As a non-invasive therapeutic modality, photodynamic therapy (PDT) has been wildly used for cancer treatment, which uses light to activate a photosensitizer (PS) and then generate cytotoxic reactive oxygen species (ROS) to eliminate tumor tissues [[1], [2], [3], [4]]. Besides cancer therapy, PDT has also been utilized for the treatment of pathogenic microorganism infection, namely antimicrobial PDT (APDT) [[5], [6], [7]]. With the ROS-induced mechanism, APDT can efficiently overcome the issue of drug-resistance, which is one of the most outstanding defect of antibiotic-based treatment [[8], [9], [10]]. Owing to some unique advantages, PDT and APDT have been caused considerable attention, and a large amount of effort has been devoted to develop ideal photosensitizers to improve the therapeutic efficacy [5,11].
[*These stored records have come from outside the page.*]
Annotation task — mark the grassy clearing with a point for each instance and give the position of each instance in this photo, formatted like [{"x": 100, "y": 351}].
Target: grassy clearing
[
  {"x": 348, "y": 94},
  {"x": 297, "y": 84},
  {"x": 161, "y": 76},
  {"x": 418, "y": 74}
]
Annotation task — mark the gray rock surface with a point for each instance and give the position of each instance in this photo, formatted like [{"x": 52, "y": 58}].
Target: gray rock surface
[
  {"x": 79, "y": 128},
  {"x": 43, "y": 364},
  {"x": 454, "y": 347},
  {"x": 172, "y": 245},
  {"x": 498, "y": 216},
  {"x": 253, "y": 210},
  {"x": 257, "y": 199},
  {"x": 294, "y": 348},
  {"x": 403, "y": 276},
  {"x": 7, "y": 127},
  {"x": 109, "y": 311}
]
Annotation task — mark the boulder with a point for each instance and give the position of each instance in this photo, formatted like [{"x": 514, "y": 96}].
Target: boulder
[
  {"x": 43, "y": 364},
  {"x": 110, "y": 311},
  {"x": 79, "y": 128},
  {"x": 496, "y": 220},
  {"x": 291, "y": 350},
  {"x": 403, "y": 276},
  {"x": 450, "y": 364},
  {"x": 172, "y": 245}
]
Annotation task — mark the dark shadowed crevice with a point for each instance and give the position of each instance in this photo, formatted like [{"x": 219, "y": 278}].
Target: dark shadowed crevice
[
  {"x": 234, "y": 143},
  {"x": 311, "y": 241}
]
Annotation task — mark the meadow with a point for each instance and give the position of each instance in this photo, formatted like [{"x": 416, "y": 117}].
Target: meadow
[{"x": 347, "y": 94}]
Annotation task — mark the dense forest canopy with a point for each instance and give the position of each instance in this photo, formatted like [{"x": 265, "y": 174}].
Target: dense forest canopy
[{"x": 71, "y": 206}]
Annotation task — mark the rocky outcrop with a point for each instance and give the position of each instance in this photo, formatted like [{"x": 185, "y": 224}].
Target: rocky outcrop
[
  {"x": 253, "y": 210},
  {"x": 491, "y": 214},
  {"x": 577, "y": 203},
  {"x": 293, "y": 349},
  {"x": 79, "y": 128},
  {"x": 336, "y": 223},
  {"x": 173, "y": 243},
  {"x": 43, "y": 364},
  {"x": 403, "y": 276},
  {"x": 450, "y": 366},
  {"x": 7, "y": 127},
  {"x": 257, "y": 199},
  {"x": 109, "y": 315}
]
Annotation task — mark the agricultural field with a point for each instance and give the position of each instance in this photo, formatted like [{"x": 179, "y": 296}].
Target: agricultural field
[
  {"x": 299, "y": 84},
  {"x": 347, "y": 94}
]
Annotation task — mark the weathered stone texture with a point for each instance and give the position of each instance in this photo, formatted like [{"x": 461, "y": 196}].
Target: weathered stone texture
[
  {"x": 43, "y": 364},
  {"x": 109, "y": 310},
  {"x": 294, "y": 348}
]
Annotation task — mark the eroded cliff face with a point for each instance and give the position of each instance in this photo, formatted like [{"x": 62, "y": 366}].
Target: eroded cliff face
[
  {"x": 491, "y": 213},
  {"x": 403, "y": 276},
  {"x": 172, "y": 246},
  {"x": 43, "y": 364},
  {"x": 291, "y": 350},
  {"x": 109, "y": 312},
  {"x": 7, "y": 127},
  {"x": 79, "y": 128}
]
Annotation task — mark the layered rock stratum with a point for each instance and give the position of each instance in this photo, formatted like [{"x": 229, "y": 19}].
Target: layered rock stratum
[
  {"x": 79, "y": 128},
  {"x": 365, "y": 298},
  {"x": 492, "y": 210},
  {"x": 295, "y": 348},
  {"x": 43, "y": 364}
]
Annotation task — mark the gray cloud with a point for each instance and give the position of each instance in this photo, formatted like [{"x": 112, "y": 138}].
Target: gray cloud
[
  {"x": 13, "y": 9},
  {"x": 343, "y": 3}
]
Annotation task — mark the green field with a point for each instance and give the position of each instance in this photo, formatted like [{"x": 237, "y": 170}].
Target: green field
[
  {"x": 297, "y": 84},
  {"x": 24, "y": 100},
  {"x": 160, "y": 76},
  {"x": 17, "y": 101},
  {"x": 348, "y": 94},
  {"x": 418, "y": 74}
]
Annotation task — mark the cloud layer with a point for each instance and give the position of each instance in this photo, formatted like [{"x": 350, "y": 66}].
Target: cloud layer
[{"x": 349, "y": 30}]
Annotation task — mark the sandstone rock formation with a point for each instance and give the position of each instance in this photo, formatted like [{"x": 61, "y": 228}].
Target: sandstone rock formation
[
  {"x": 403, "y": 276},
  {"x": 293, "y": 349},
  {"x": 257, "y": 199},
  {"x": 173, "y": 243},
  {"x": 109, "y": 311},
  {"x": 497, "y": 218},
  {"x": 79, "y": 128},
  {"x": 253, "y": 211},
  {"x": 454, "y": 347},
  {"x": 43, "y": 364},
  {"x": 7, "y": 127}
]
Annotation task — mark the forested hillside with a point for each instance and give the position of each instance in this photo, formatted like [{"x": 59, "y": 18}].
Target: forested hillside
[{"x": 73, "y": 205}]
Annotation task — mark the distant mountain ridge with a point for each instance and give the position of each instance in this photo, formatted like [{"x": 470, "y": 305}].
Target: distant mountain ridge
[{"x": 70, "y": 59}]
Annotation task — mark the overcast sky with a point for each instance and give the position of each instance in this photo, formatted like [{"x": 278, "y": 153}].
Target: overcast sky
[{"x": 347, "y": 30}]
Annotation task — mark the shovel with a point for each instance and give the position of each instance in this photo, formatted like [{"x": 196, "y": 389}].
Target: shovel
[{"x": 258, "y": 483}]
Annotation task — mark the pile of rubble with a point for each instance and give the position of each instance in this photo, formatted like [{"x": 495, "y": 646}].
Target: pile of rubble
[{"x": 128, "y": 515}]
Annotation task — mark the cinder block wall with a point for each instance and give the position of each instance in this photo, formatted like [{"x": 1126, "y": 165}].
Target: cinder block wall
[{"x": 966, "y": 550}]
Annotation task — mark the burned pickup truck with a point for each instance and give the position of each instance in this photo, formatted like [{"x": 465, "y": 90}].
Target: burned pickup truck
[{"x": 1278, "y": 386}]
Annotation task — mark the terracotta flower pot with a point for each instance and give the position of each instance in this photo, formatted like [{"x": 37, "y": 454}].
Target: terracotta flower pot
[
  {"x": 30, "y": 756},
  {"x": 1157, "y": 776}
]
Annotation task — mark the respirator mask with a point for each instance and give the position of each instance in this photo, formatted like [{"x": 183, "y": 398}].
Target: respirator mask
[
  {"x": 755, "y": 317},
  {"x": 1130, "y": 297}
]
Zinc(II) phthalocyanines (ZnPcs) are one of the most common and efficient PSs used in PDT owing to their strong absorption in red light region, highly efficient ROS generation, and low dark toxicity [2,12,13,41]. However, most phthalocyanines tend to aggregate in biological solutions, due to the high hydrophobicity of the conjugated macrocyclic skeleton, leading to the quenching of photodynamic activities [[14], [15], [16]]. Therefore, in order to improve the photodynamic efficacy, it is imperative to improve hydrophilicity and reduce aggregation of phthalocyanines, especially to obtain the phthalocyanines completely non-aggregated in aqueous media.
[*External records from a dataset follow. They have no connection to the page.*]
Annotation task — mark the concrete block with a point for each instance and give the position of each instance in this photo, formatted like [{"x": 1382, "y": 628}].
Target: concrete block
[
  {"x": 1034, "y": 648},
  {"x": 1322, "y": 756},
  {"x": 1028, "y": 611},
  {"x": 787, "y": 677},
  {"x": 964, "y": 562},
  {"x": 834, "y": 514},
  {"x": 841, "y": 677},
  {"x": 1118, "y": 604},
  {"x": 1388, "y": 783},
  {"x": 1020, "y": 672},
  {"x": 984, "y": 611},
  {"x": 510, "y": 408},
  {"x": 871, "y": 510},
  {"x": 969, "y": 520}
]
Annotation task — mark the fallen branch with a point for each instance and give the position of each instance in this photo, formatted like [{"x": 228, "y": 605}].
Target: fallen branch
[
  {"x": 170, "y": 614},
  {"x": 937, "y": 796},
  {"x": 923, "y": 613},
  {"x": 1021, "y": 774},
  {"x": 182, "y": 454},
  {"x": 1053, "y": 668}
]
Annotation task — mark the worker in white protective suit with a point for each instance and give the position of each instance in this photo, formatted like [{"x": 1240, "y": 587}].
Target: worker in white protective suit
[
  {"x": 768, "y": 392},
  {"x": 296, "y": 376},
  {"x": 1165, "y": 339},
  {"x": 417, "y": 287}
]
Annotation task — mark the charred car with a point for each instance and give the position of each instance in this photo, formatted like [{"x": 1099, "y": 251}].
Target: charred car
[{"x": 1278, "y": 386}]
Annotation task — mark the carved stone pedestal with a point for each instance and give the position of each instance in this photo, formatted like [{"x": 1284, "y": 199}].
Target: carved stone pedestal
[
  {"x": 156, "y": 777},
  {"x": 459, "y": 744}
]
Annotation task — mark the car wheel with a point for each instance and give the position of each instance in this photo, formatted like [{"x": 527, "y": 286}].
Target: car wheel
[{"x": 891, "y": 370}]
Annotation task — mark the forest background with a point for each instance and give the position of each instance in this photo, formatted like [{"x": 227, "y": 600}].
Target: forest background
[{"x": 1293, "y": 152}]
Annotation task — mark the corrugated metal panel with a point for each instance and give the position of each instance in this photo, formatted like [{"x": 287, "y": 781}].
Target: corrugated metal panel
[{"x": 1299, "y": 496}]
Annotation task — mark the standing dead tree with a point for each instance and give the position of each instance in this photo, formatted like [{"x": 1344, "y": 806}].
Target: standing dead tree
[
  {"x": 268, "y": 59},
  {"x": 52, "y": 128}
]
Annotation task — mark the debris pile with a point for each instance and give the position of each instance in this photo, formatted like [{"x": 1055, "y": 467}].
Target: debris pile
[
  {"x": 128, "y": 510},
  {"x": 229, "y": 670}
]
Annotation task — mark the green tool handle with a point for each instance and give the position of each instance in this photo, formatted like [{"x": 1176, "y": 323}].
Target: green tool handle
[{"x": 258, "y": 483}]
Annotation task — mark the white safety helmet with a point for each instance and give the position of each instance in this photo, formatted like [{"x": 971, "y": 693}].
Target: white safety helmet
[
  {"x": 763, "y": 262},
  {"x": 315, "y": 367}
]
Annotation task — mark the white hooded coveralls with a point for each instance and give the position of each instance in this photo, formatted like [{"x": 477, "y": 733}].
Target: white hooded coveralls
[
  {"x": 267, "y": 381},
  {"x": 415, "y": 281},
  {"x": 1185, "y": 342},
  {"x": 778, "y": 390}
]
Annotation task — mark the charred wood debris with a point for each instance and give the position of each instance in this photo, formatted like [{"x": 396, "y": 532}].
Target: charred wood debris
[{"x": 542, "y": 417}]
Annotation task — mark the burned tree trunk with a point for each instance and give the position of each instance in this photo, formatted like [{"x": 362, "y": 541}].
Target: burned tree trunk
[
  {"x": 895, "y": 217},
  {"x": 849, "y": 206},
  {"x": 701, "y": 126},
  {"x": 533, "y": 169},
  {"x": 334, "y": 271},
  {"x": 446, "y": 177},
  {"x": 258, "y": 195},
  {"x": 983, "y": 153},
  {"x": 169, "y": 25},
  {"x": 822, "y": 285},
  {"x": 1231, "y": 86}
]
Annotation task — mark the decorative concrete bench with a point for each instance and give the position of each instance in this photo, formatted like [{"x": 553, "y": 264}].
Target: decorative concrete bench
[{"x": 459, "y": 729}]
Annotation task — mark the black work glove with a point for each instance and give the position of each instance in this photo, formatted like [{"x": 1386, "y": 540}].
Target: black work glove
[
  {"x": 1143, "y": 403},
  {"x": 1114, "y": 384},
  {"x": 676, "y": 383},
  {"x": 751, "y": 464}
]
Introduction of cationic groups on the skeleton of phthalocyanines is an efficient strategy for improving their hydrophilicity [17,18]. In addition, it is believed that cationic PSs would be more conductive to cellular uptake of bacteria and enhancing photodynamic antibacterial efficacy, because of the negatively charged cell wall of bacteria [3,[19], [20], [21]]. In recent years, some cationic ZnPcs have been synthesized for either anticancer or antimicrobial PDT. For example, the cationic ZnPc substituted with 4-dimethylaminopyridine reported by Miretti and co-workers showed the higher inactivation toward Escherichia coli [22]. Fujishiro and co-workers also prepared the N-methyl-pyridinium-substituted cationic ZnPc, which exhibited a high photocytotoxicity toward HEp2 cells with IC₅₀ = 5.3 μM [18]. Recently, we also have reported a series of cationic phthalocyanines, such as N-methylated-morpholinyl-substituted ZnPcs [23], dodeca-cationic ZnPc containing trimethylaminomethyl moieties [24], and N-methylated-piperidine axially substituted silicon(VI) phthalocyanines (SiPcs) [25]. However, in these works, only the photodynamic antimicrobial activities were investigated.
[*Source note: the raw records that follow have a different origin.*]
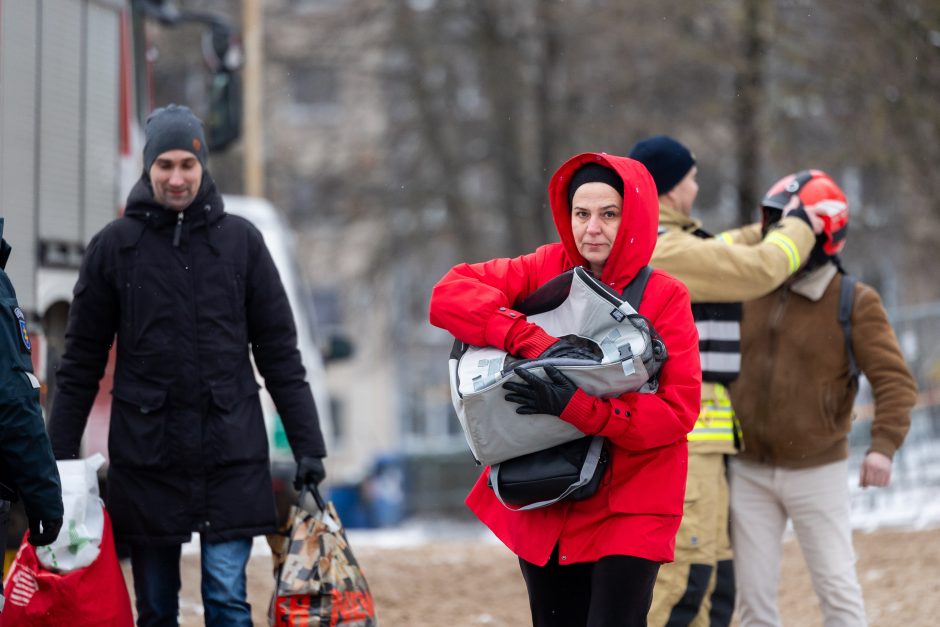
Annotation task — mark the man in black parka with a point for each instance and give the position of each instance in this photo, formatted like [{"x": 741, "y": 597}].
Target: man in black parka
[
  {"x": 27, "y": 467},
  {"x": 186, "y": 289}
]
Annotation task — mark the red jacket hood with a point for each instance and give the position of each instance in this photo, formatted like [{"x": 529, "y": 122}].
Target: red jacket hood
[{"x": 636, "y": 237}]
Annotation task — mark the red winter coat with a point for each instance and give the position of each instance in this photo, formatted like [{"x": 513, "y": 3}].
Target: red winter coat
[{"x": 638, "y": 507}]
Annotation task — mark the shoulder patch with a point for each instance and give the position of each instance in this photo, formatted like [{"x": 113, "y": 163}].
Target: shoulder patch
[{"x": 23, "y": 330}]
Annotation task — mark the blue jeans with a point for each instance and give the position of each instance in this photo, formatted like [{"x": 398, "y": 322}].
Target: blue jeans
[{"x": 157, "y": 583}]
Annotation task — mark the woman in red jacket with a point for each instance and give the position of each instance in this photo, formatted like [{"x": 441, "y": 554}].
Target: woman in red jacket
[{"x": 591, "y": 562}]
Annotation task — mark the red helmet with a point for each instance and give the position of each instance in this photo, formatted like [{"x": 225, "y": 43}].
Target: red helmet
[{"x": 816, "y": 189}]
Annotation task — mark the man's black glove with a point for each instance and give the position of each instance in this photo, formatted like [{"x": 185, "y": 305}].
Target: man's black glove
[
  {"x": 50, "y": 531},
  {"x": 537, "y": 396},
  {"x": 310, "y": 472},
  {"x": 565, "y": 347}
]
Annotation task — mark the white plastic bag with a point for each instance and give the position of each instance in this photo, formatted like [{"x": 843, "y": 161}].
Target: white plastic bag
[{"x": 79, "y": 542}]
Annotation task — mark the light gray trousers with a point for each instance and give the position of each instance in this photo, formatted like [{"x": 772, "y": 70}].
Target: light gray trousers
[{"x": 816, "y": 500}]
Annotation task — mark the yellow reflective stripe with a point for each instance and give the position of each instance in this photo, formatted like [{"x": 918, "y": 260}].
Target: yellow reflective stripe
[
  {"x": 711, "y": 437},
  {"x": 788, "y": 246},
  {"x": 721, "y": 393},
  {"x": 716, "y": 414}
]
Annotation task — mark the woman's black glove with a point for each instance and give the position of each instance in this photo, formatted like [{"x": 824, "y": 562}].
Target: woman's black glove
[
  {"x": 48, "y": 534},
  {"x": 310, "y": 472},
  {"x": 537, "y": 396},
  {"x": 566, "y": 348}
]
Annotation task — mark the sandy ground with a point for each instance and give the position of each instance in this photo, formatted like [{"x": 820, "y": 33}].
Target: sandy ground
[{"x": 463, "y": 583}]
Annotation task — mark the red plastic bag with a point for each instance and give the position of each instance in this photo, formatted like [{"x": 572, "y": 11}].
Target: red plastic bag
[
  {"x": 318, "y": 581},
  {"x": 95, "y": 595}
]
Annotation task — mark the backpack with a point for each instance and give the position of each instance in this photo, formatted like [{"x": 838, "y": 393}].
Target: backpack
[
  {"x": 846, "y": 302},
  {"x": 572, "y": 304}
]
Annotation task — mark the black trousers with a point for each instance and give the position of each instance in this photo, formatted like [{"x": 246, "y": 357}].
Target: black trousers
[{"x": 615, "y": 591}]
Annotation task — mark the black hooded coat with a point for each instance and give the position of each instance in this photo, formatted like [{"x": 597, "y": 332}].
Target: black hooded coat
[{"x": 188, "y": 446}]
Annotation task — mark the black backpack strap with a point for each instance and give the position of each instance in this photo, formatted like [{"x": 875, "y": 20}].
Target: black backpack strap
[
  {"x": 633, "y": 293},
  {"x": 846, "y": 302}
]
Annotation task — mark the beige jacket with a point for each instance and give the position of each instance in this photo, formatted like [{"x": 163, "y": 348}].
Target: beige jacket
[{"x": 734, "y": 266}]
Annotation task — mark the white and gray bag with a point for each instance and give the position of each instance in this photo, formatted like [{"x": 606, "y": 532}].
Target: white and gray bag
[{"x": 576, "y": 306}]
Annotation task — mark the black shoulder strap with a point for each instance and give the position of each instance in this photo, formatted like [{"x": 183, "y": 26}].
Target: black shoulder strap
[
  {"x": 846, "y": 302},
  {"x": 633, "y": 293}
]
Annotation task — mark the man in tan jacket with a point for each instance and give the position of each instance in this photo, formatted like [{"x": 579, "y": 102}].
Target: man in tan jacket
[
  {"x": 794, "y": 398},
  {"x": 698, "y": 588}
]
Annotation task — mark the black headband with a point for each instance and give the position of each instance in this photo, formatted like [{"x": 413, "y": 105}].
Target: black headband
[{"x": 593, "y": 173}]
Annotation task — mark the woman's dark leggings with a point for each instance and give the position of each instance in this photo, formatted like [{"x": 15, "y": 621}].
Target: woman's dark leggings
[{"x": 615, "y": 591}]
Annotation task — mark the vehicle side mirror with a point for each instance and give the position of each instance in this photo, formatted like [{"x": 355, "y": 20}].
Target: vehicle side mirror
[
  {"x": 223, "y": 124},
  {"x": 339, "y": 348}
]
As an ongoing interest in the development of cationic phthalocyanines, in this work, we reported a super cationic ZnPc (Pc4) with hexadeca quaternized ammoniums, which was prepared by N-methylation of its neutral counterpart Pc3 substituted with N, N-dimethyl-3-aminophenoxyl groups. Meanwhile, the disubstituted analogues (Pc1 and Pc2) were also prepared as controls. Both the photodynamic anticancer and antibacterial activities were evaluated. With the hexadeca quaternized ammoniums, Pc4 was completely in the form of monomer in aqueous solutions. Moreover, it showed significantly enhanced singlet oxygen generation efficiency compared with its precursor Pc3, because the intramolecular charge transfer (ICT) effect of Pc3 was eliminated after quaternization [26,27]. Therefore, Pc4 exhibited the highly efficient photodynamic anticancer and antibacterial activities.